Open Season: Legalized Genocide of Colored People

Amistad: HarperCollins. Oct. 2019. 272p. ISBN 9780062375094. $26.99; ebk. ISBN 9780062375117. LAW
Award-winning attorney Crump writes a disturbing examination of what he sees as the legal genocide perpetuated by the American judicial system. A Florida-based civil rights lawyer and a legal representative of the family of Trayvon Martin, Crump bases his narrative on a single argument: that the U.S. legal system is designed to disenfranchise people of color since the implementation of certain laws by police and prosecutors tend to favor white people above all.

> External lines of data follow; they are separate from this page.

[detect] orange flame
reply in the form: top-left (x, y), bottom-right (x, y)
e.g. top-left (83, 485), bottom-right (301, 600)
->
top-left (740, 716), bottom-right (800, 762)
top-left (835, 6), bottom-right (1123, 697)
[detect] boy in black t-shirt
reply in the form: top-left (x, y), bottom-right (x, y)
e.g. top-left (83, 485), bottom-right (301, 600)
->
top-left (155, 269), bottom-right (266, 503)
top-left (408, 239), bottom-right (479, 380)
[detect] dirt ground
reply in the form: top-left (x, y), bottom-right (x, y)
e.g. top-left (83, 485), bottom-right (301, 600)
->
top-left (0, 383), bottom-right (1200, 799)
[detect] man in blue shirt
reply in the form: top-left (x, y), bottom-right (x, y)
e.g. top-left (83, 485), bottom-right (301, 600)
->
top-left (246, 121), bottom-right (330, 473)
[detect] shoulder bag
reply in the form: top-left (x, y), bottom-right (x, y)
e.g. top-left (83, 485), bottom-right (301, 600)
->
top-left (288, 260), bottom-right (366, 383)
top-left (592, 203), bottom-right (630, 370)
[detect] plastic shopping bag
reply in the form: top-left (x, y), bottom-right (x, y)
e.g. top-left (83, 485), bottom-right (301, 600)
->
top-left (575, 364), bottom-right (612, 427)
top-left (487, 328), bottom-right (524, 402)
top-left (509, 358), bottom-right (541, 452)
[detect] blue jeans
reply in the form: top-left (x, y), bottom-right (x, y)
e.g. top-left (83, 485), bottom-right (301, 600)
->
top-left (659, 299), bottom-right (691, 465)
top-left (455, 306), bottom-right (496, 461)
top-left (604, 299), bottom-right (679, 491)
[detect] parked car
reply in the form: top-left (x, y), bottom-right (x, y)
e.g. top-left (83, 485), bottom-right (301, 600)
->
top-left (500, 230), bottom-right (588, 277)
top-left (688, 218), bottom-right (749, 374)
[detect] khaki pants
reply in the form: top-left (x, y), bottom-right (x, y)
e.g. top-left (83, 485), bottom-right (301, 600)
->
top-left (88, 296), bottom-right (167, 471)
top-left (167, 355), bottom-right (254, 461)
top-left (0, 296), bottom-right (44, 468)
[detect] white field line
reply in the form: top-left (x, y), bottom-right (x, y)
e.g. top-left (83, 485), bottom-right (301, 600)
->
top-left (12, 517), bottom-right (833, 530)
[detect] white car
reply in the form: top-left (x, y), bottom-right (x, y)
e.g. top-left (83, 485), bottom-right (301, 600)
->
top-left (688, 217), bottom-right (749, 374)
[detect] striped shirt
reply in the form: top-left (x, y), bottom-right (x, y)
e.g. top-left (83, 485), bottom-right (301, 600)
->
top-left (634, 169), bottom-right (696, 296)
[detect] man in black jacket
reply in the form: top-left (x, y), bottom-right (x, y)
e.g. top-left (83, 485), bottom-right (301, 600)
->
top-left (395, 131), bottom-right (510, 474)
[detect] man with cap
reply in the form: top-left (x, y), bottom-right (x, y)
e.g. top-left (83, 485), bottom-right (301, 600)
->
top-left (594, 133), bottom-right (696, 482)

For example, there are several instances of police arresting, shooting, or killing African Americans who own a gun as a means of protecting private property. Some officers faced felonies, but few were convicted and most kept their jobs. Throughout, Crump uses court cases of police misconduct to prove his overall argument. While this is effective in supporting the author’s thesis, it is easy to become fatigued by the repeated inability of the courts to recognize injustice perpetrated by police. Also, Crump’s argument of legal genocide is occasionally repetitious and might distract general readers.
VERDICT Despite a few dense sections, this is overall a critical book in the age of Black Lives Matter, suited for both YA and adult readers. [See Prepub Alert, 3/25/19.]